I have a question. I have 2 sites that have been hacked over the weekend. 1 has been hacked twice in the last 2 weeks. The hosting company thinks they are getting in thru one of the modules XoopsGallery. If I install the Protector will this help with these hacks? Does it protect all modules or just Xoops Core?
Thanks
David Harley
How can I tell which modules are vulnerable? The hosting company believes it was XoopsGallery that they hacked into.
I don't use the affected version of xoopsgallery, but here is a hack that catches the POC. Add these lines just before the final "}" in TRUST PATH modules/protector/include/postcheck_functions.php
// xoopsgallery protection hack
if( isset($_GET['GALLERY_BASEDIR'])) {
if((substr($_GET['GALLERY_BASEDIR'],0,5)=='http:') ||
(substr($_GET['GALLERY_BASEDIR'],0,4)=='ftp:')) {
die("xoopsgallery remote file include attack");
}
}
Since xoopsgallery.org is offline, I have no way to check on the status or possibility of a proper fix, but maybe this will help you stay up long enough to find and implement a better solution.
Good luck,
-Richard
I read
http://www.xoops.org/modules/newbb/viewtopic.php?topic_id=62321&forum=4&post_id=281125and
http://packetstormsecurity.org/0801-exploits/xoopsgal-rfi.txtQuote:
rgriff59 wrotes:
Since xoopsgallery.org is offline, I have no way to check on the status or possibility of a proper fix, but maybe this will help you stay up long enough to find and implement a better solution.
No. It looks not enough.
LFI still exists even with your patch.
You have to add some lines into mainfile.php instead of Protector, at least.
if( isset($_GET['GALLERY_BASEDIR'])) {
die("xoopsgallery remote file include attack");
}
And I have to say "stop using such an organic vulnerable module right now".
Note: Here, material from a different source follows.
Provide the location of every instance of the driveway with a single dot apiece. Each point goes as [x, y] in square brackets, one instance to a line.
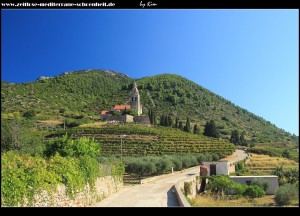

This warning will continue until all of stupid code like "extract($_GET);" are eliminated in the module.
A news in xoops.org
http://www.xoops.org/modules/news/article.php?storyid=4093Quote:
we advise you to upgrade to XoopsGallery 2.1+ or inactivate the module immediately until this issue is solved.
inactivate sounds non sense.
This kind of RFI targets just a file.
Remove all files from your server just after backing up it.
And I cannot find XoopsGallery 2.1+ at all.
Have they checked 2.1+ secure enough?